Как верно понимал он (давным-давно!), что без веры, без веры православной именно, народ русский, да и вся Россия станут никуда негодными. Он не только умом и любовью понимал эту истину, но и особого рода художественным чувством. Чтобы это стало яснее, стоит только вспомнить, с какой непривычной ему объективностью изображены и в самых романах его набожные простолюдины и купцы. Хотя бы в том же «Подростке» крепостной Макар Долгорукий, номинальный отец героя; или в рассказе этого же Макара деспот-купец, который загнал мальчика в реку, а потом, раскаявшись, женился на его матери и кончил жизнь, странствуя по монастырям.

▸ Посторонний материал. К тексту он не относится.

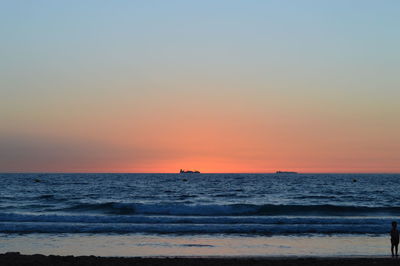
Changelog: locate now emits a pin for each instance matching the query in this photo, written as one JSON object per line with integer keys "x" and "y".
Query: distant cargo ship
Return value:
{"x": 189, "y": 172}
{"x": 285, "y": 172}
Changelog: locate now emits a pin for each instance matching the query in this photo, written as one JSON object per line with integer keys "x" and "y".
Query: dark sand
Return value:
{"x": 17, "y": 259}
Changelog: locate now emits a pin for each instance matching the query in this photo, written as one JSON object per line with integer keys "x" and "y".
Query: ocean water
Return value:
{"x": 168, "y": 214}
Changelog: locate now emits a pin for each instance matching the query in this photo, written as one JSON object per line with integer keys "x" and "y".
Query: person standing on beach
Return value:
{"x": 394, "y": 238}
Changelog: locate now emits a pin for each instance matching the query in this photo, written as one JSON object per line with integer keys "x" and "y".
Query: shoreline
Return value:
{"x": 15, "y": 258}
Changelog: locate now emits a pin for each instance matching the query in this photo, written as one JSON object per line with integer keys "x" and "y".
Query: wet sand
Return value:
{"x": 18, "y": 259}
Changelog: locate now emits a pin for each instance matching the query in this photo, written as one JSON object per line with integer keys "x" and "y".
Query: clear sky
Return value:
{"x": 218, "y": 86}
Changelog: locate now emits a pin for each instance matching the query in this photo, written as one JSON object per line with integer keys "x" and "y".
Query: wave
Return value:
{"x": 248, "y": 229}
{"x": 229, "y": 210}
{"x": 138, "y": 219}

Правда, в религиозных представлениях своих Достоевский не всегда строго держался тех общеизвестных катехизических оснований, которыми руководится все восточное духовенство наше, и позволял себе переступать за пределы их, то влагая в уста русских монахов предсказания о повсеместном превращении государств в одну на земле торжествующую Восточную Церковь («Братья Карамазовы» [5] ), то сам пророчествуя о какой-то непонятной и «окончательной» всеобщей «гармонии» земной жизни под влиянием некой особенной русской или славянской любви!
5
Статья Леонтьева «Оптинский старец Амвросий» (1891) завершается словами: «Позволю себе напомнить, что многие думают, будто отец Зосима в «Братьях Карамазовых» Достоевского более или менее точно списан с отца Амвросия. Это ошибка. От. Зосима только наружным, физическим видом несколько напоминает от. Амвросия; но ни по общим взглядам своим (наприм., на перерождение государства в Церковь!), ни по методе руководства, ни даже по манере говорить – мечтательный старец Достоевского на действительного оптинского подвижника не похож. Да и вообще от. Зосима ни на какого из живших прежде и ныне существующих русских старцев не похож. Прежде всего все эти старцы наши вовсе не так слащавы и сентиментальны, как от. Зосима. От. Зосима это воплощение идеалов и требований самого романиста, а не художественное воспроизведение живого образа из православно-русской действительности» – Гр. 1891. С. 313.
Его необузданное творческое воображение и пламенная сердечность его помешали ему скромно подчиниться стеснениям правильного богословия и разрывали в иных случаях его спасительные узы. Он переходил своевольно, положим, за черту общеустановленного и разрешенного, но зато он и всему тому поклонялся и все то чтил и любил, что находится по ту сторону черты. Он только прибавлял нечто свое, излишнее и неправильное; но он ничего правильного, ничего издавна иерархией освященного не только не отвергал, но и готов был всегда горой стоять за это правильное и освященное.
Мужика он любил, не потому только, что он мужик, не потому, что он человек рабочий и небогатый; нет – он любил его еще больше за то, что он русский мужик, за то, что религиозен.
Он звал русский народ «народом-богоносцем», подразумевая, вероятно, под этим словом не одних простолюдинов, но всех тех и «простых», и «непростых» русских людей, которые искренно веруют во Христа.
«Народ-богоносец» это совсем не то, что «la sainte canaille» (святая сволочь, святая толпа) французских демагогов; у них уличная толпа свята по тому самому, что она уличная толпа, бедная, угнетенная и всегда будто бы правая. У Достоевского народ хорош не потому только, что он простой народ и бедный народ, а потому, что он народ верующий, православный.